Oddly, while all of Bowie's long-term (and, in the case of the L.A. art director she married in 1987, not-so-long-term) relationships have been with men, she still somehow sees herself as a gay-rights suffragette.

"You cannot say the 'g' word unless you are extremely talented," she insists. "That's what makes it work. For years, [gays] have said to me, 'Oh, we just really want to be equal.' Uh-uh--I say, 'If you want to be equal, stay straight.' Equal, we don't do. Mediocre, we don't do. That is not part of the program."

Switching conversational tracks ("This tangential thinking is sooo tiring," she moans, "but if you can't keep up with me, fuck you!"), Bowie returns to her own plans to catapult herself into pop orbit from her Tucson launching pad.
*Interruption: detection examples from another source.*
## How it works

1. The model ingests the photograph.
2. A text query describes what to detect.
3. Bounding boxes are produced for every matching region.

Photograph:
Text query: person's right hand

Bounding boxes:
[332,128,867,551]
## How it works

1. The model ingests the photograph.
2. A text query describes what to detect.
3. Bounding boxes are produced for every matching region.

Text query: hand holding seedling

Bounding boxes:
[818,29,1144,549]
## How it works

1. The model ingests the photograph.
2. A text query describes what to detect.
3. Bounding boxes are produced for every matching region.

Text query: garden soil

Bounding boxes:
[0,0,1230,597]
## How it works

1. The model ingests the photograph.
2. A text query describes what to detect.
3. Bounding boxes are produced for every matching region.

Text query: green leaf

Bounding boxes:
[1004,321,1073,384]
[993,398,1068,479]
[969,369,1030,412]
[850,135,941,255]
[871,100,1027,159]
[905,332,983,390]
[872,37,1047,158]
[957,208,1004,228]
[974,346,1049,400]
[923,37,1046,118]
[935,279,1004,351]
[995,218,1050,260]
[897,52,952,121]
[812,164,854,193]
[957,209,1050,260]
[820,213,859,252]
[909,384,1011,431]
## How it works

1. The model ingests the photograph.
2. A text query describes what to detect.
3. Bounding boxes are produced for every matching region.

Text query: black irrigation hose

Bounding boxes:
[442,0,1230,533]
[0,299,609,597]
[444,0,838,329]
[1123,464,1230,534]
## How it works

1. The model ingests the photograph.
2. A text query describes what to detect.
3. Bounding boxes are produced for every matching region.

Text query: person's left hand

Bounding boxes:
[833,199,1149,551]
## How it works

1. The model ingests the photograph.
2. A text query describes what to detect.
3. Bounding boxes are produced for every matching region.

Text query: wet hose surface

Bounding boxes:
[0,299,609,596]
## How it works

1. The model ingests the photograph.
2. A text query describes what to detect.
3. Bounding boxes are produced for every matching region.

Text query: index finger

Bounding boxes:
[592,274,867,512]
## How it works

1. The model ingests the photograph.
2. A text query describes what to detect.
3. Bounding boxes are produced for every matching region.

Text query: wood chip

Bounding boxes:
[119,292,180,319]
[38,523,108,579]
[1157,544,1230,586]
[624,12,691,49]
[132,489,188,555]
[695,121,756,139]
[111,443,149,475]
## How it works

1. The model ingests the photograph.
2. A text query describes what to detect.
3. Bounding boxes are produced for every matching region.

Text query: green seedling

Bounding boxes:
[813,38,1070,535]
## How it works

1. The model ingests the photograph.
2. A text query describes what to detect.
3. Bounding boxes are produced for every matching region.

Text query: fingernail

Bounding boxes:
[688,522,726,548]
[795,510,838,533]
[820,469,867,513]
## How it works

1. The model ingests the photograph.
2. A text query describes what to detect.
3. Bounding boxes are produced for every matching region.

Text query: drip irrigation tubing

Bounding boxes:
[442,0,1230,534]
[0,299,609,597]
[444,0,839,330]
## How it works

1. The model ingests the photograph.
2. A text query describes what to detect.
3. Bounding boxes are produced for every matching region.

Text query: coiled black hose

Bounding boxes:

And if the southern Arizona city doesn't immediately spring to mind as the best place from which to crash into show business? Well, no one's ever accused Angela Bowie of taking the conventional route.

"I hate L.A.," sneers Bowie, who's just returned from a trip to that city where she visited her 18-year-old daughter by musician Drew Blood. "I'm okay if I'm just visiting, but if I have to work there with all those other tired vaudeville circus performers . . ."

Seized by another thought, Bowie interrupts herself. "One of the greatest things I learned in boarding school is detention. If you did something really bad, Saturday afternoon when everyone got to go out, you sat in the [nurse's office] from 1:15 until 6 o'clock.

"That's what being in Tucson is like," continues Bowie. "You know you've done something wrong and you know you need to think about it."

So when is 6 o'clock? Smiling mysteriously, Angela Bowie prepares to take her leave. "I'll know."

Walking out of the restaurant courtyard, the Cadillac of Glam gets into her dusty Camry, then poodles down the road.